"It happened in winter. I stood in the trunk of a rotten tree till nightfall. All day I could hear the women screaming and the horses of the Kossacken storming in from the country. They set fire to Miriam's house, and when she came to the window holding her hands out to the crowd ... they threw a broken wine bottle in her face...."
When Reb Monash fell into his best anecdotic form, Philip sometimes, only a year or two ago, had been afraid to venture beyond the front door, in fear of Kossacken galloping in with drawn sabres from Doomington Road. Indubitably the night was compact with their menace. Only gradually he shook off these alarms. England, he realized, the very filth of the Mitchen river impressing it upon him, and the grime of these grassless, clangorous streets, England was not Russia—a knowledge won only after thick agony and his brow soaked with midnight terror. Russia—the first Babylon—the dread, the enmity, faded into the murky Doomington skies.
One scene remained with him to consummate this nightmare. Reb Monash told the story frequently. If he had played a part whereat women lowered their respectful eyes with a fleeting gesture of disapproval or impatience, his piety none the less was confirmed, if it needed confirmation, in the eyes of the Lord Himself.
It was many years ago now, years before Philip was born. Reb Monash at last was emigrating from Russia to the Western world. His family and half a dozen other families had been packed into the uncovered emigrants' cart which was to take them to the railway terminus many leagues away, where they would entrain for Germany and Hamburg. It was a matter of no interest to the authorities that at most a dozen people could breathe comfortably and stretch their limbs in the vehicle they provided. Family after family was bundled in, every half-foot of extra space was crammed with bedding and the few household goods which, the more cumbrous they were, they found the more indispensable.
Why, indeed, Reb Monash was emigrating he had not precisely satisfied himself. Though fear of a pogrom hovered ever on the horizon, a cloud no bigger than a man's hand, but liable, any wind of prejudice blowing, to streak the sky with more sanguine hues than sunset, this had been beyond memory so much a normal feature of existence that it could not have been the determining factor. If the traditional wanderlust animated him, he was too much in demand as an orator in the synagogues hundreds of miles round Terkass to lack means to gratify his instinct. It cannot have been the sentiment that young Jewry in England and America (where he was intending to end his provisional pilgrimage) had so far fallen from grace that it needed the example of his physical presence before it could resume the narrow road; it can hardly have been that—for such ungodliness as prevailed in England and America needed to be seen before it could be imagined.

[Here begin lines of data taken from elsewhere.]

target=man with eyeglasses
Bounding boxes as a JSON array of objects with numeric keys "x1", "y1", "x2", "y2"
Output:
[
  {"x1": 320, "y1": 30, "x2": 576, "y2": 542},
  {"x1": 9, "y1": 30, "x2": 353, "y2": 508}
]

"But there we were," said Reb Monash, "Chayah," this being Mrs. Massel, "with little Rochke, peace be upon her, at her breast, and myself and Dorah and little Channah. Oh, what a wind was blowing! Knives! Packed like dead men in coffins we were! Then the driver cracked his whip and we were away. It was a desolate country, only we could see the long road in front and overhead the cold clouds and the fir trees running along the road by our side, patiently, like wolves! We could only hear the wind and the bells of the horses and their hoofs, click-click, click-click, hour after hour. But though the wind blew so cold in our faces, there was no room to breathe, no room. To stretch out the chest, an impossible thing. And then there was a station at the roadside where we stopped and—imagine it! they put another five, six people in the cart. Think of it! We started to grumble and some of the women and girls began to cry. What do you expect? They were half-dead for sleep. But how could they sleep, crushed like that, standing, with no room to bend, let alone lie down, and the wind driving through their chattering teeth. There was an official there. 'Curse you!' shouted he, when he heard us lift our voices, 'Curse you!'
"May he be cursed to his father's father!" every one in the kitchen muttered bitterly.

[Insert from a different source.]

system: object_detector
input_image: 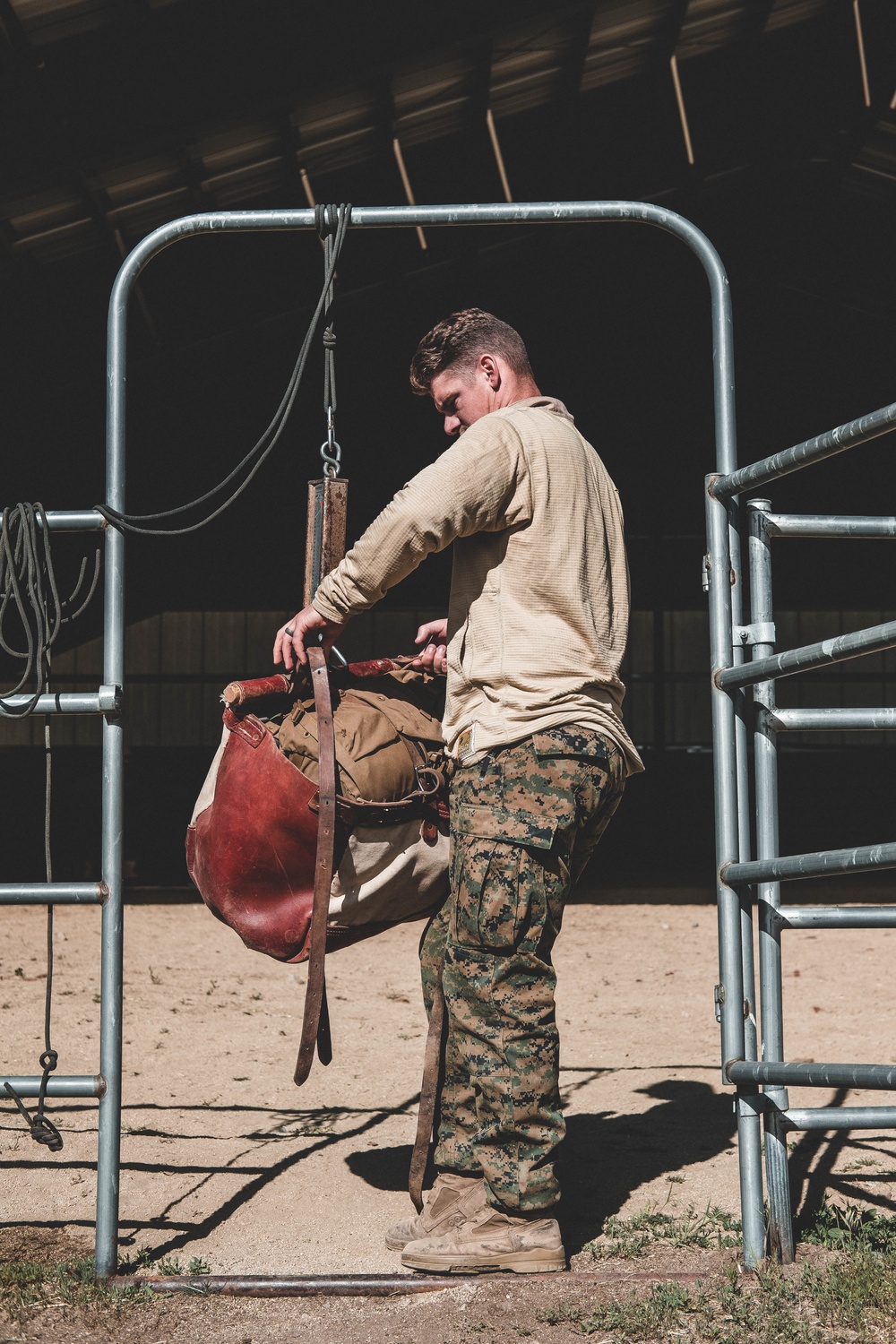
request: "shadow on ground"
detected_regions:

"'Curse you for a lousy lot—you beggars, you rats! Ugh!' He spat into the cart, in amongst us. Nu, we did what possible was to let the new people come in. Can you picture for yourselves—Oh! you can't—what it was like? Rochke, peace be upon her, was at the breast. We could hear the poor baby crying for food, eh, Chayah?"
But Mrs. Massel could never bear the telling of this tale. She would be in the scullery peeling potatoes. Not washing up. It was indiscreet to make a noise when Reb Monash was talking. If Philip dropped a book, Reb Monash had to pause a full minute until he recovered the evenness of his flow.
"Poor little Rochke, peace be upon her, crying for food! And so crushed were we that there wasn't even room to feed the child, though everybody understood and tried to make room. Now, perhaps you'll realize what it was like. As the child became more and more hungry she became too weak even to cry. It was getting dark and I started my night prayers. Then I heard Chayah shout to me, 'Monash! Monash!' It was not the first time she'd cried 'Monash!' to me that day. What could I do? What help was there? I just went on davenning. Ah, the poor child, the poor child, God wanted thee!"